Agiu com acerto o Supremo Tribunal Federal (STF) ao adiar o julgamento, previsto para anteontem, da ação direta de inconstitucionalidade (Adin) movida pela Associação dos Magistrados Brasileiros (AMB) contra prerrogativas da corregedoria do Conselho Nacional de Justiça (CNJ), órgão de controle do Poder Judiciário.

O fato de o CNJ processar e punir juízes por sobre as corregedorias dos tribunais é o centro de uma polêmica cuja temperatura alcançou níveis de combustão espontânea, com a impensada entrevista concedida pela ministra do Superior Tribunal de Justiça (STJ) Eliana Calmon, corregedora do CNJ, em que ela cometeu o erro de generalizar acusações contra magistrados.

Foi correta a posição do Supremo, porque não convém que qualquer contaminação de um posicionamento da Justiça, ainda mais num assunto tão grave, venha a ser causada por questões alheias à Lei. Desavenças pessoais e lobbies corporativistas têm de ser mantidos ao largo dos tribunais.

A ministra Eliana Calmon se excedeu na entrevista, mas continua intacta a importância do que o Supremo julgará. Excessos de linguagem, de que lado vierem, não podem condicionar o voto de ministros do Supremo diante da perigosa arguição da AMB sobre o raio de alcance da atuação da corregedoria do CNJ. Não importam as pessoas que se encontram de passagem em cargos no Conselho, mas a preservação da essência do órgão tal qual ele foi criado pela Emenda Constitucional 45, em fins de 2004.

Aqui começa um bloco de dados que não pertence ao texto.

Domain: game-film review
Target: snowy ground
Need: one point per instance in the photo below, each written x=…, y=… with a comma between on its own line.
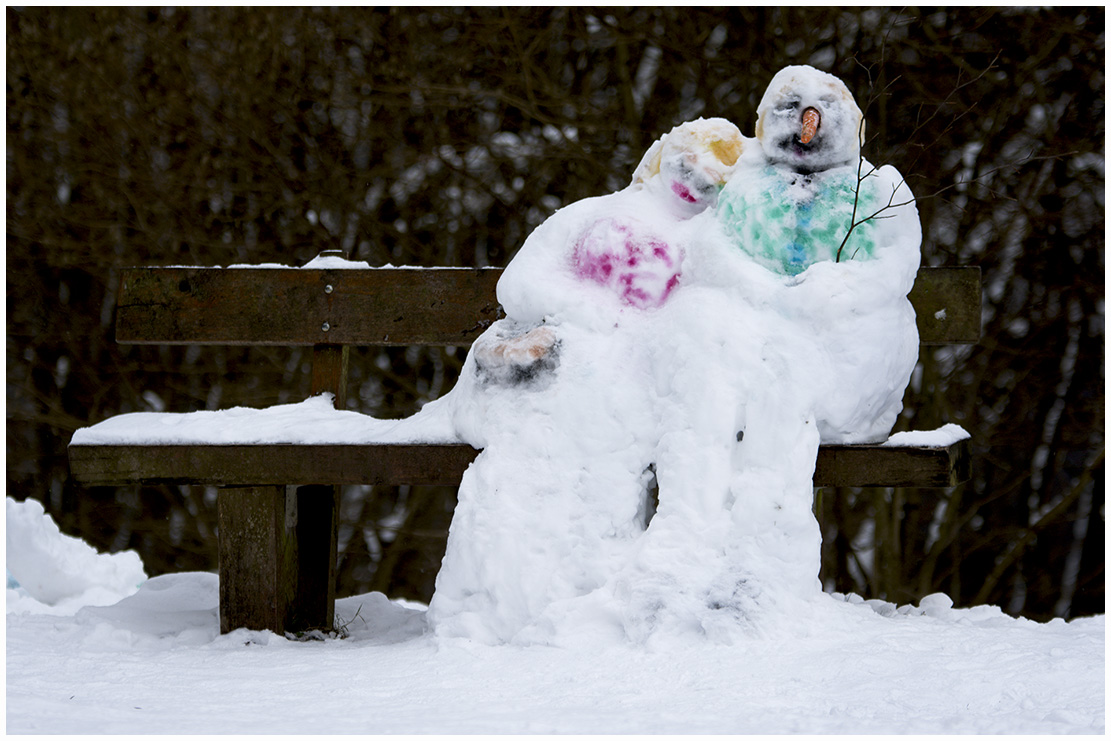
x=150, y=660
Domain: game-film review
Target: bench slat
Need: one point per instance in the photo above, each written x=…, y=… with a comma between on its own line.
x=239, y=466
x=304, y=307
x=398, y=306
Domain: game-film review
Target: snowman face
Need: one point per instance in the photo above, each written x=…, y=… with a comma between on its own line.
x=809, y=121
x=691, y=179
x=694, y=163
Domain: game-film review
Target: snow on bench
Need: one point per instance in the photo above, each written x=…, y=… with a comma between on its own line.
x=278, y=543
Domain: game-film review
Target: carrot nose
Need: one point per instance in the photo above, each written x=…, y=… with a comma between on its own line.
x=811, y=119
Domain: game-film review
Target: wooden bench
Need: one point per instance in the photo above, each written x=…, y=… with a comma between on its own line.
x=277, y=504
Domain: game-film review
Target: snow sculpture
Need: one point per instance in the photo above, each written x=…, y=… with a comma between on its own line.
x=810, y=204
x=560, y=397
x=779, y=339
x=711, y=334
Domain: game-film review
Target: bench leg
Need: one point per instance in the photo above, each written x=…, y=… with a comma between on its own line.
x=277, y=558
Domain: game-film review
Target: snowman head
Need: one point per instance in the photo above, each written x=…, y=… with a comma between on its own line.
x=809, y=121
x=690, y=164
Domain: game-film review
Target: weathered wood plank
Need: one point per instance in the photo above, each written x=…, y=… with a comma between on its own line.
x=398, y=306
x=258, y=558
x=304, y=307
x=837, y=466
x=947, y=302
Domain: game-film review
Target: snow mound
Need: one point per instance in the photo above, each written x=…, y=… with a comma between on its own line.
x=52, y=572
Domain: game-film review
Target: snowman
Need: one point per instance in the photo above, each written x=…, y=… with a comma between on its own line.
x=561, y=398
x=810, y=253
x=843, y=234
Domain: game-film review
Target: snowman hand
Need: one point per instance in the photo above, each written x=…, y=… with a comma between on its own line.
x=517, y=359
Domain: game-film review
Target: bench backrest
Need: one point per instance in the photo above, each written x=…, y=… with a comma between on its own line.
x=399, y=306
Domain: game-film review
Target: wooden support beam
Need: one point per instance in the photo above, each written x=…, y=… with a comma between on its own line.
x=398, y=306
x=837, y=466
x=258, y=558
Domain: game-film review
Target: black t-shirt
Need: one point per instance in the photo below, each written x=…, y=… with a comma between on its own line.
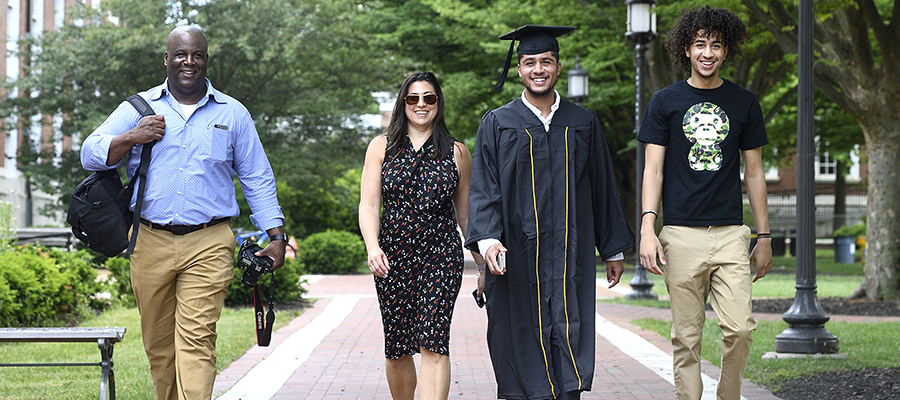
x=704, y=131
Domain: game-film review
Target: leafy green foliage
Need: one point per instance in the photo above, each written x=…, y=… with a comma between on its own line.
x=119, y=280
x=854, y=230
x=46, y=287
x=332, y=252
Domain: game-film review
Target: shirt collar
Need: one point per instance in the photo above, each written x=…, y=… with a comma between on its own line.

A atuação do CNJ chega a exceder as expectativas que havia com a criação de um organismo de supervisão da Justiça, sem interferir, óbvio, na independência do juiz em lavrar sentenças. Na parte administrativa, onde há graves deficiências no Judiciário, o Conselho tem estabelecido metas e cobrado eficiência na tramitação dos processos - como deveria ser em todo o serviço público. No campo da ética, destaca-se a normatização do emprego de parentes, para conter o nepotismo, uma das características negativas da Justiça.

Em todos os campos de atuação do CNJ ocorrem atritos com magistrados, pois na Justiça jamais houve qualquer ação efetiva e abrangente para disseminar as melhores práticas nessa gigantesca máquina burocrática. Chega a existir um choque cultural entre o CNJ e tribunais regionais.

Todo esse relacionamento atribulado está representado na arguição da AMB sobre a capacidade de o CNJ investigar magistrados acima da atuação das corregedorias dos tribunais. A associação quer reduzir o Conselho a uma espécie de órgão de segunda instância das corregedorias. Se estas agirem, o CNJ poderá atuar, mas depois de um desfecho no processo disciplinar. Se não agirem - é o que costuma acontecer, devido ao corporativismo -, o Conselho ficará de mãos atadas. Não seria bom para o Judiciário. O adiamento da decisão sobre a Adin serve para os ministros discutirem modelos que, sem tirar espaço das corregedorias regionais, mantenham a atuação saneadora do CNJ.

O objetivo deve ser não castrar o Conselho. Há no Senado a ideia de, por emenda constitucional, ser restabelecido qualquer poder fundamental subtraído do CNJ neste julgamento. Mas o ideal é não haver confronto entre Legislativo e STF.